The town government and the Board of Education presented next year’s budgets Monday, asking a key Board of Estimate and Taxation subcommittee to approve a 4.1 percent increase in overall spending.

Peter Tesei, presenting his recommended budget for the ninth straight year as Greenwich’s first selectman, said the town’s recommended budget maintains the existing level of service while providing some needed upgrades, in particular planning for a new fire and ambulance station in Northwest Greenwich as well as renovating Eastern Greenwich Civic Center and New Lebanon Elementary School.

“This budget comes to you within your guideline,” Tesei told the BET Budget Committee. “It meets all the thresholds established by the BET as they relate to dollar increase percentages year-to-year.” The total recommended increase in Tesei’s budget, which incorporates all town services except schools, amounts to 1.88 percent.

Tesei noted pressure on town finances has been particularly strong from fixed healthcare charges, which alone require a $5.2 million increase in the budget. Under those circumstances, he said the budget “remarkably” manages to hold costs down to a predetermined reasonable level while providing critical service enhancements.

Tesei added his budget is in compliance with both the BET’s debt policy and its fund-balance policy, which Budget Committee Chairman Jim Lash affirmed. “It is, to be candid, unusual to have a budget at this stage of the game which conforms to all the guidelines,” Lash said.

Echoing Tesei’s cost-holding line, Board of Education Chair Laura Erickson noted that over 90 percent of the school’s 2016-17 budget is due to contractual salary obligations. “Coming in at 2.2 percent took a lot of work,” she told the Budget Committee. “This is a level services budget, and importantly it does align with our strategic plan.”

Projected enrollment is expected to increase slightly next year, by 81 students, to a total of 8,902. Both Erickson and Schools Superintendent William McKersie said the new budget continues their department’s focus on “personalized learning.”

“We try to anchor all of our work in this very high performing district in personalizing instruction and everything else for our students,” McKersie said.

He pointed to a number of “high-level outcomes” in the public schools, including, for the first time, over 2,000 Advanced Placement tests administered in 2015 to Greenwich High School students. He also noted a marked increase of late in minority student and at-need populations in town.

In addition to hearing from town leaders, the four-member Budget Committee also heard from residents who urged action on particular budget items.

Allen Williams, president of the Northwest Greenwich Association, urged support for the combination firehouse and ambulance station, which is slated to cost $500,000 in the current budget to plan and $5 million to build in 2017-18. “We need to reduce the amount of time it takes to get firefighters to the scene,” he said. “We are having a tough time getting fire insurance.”
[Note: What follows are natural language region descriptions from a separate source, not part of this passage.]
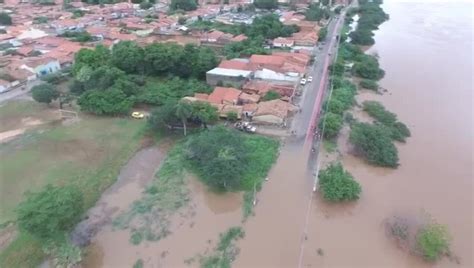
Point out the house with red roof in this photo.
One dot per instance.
(224, 95)
(283, 42)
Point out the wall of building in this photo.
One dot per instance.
(48, 68)
(236, 82)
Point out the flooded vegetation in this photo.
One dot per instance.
(435, 171)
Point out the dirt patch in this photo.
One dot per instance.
(7, 235)
(191, 232)
(133, 177)
(9, 135)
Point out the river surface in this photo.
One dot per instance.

Peter Quigley, a Representative Town Meeting member from north-central Greenwich, was one of several to speak in favor of infrastructure improvements. “The storm drains in this town have not been attended to for 50 years, perhaps 100 years,” he said. “I would ask you to take a real good look at how to plan out for the next 10-15 years.”

The total increase in the town and schools budget would amount to a $16.81 million increase over the 2015-16 budget, and a mill rate hike of 2.7 percent, from 11.2 to 11.5.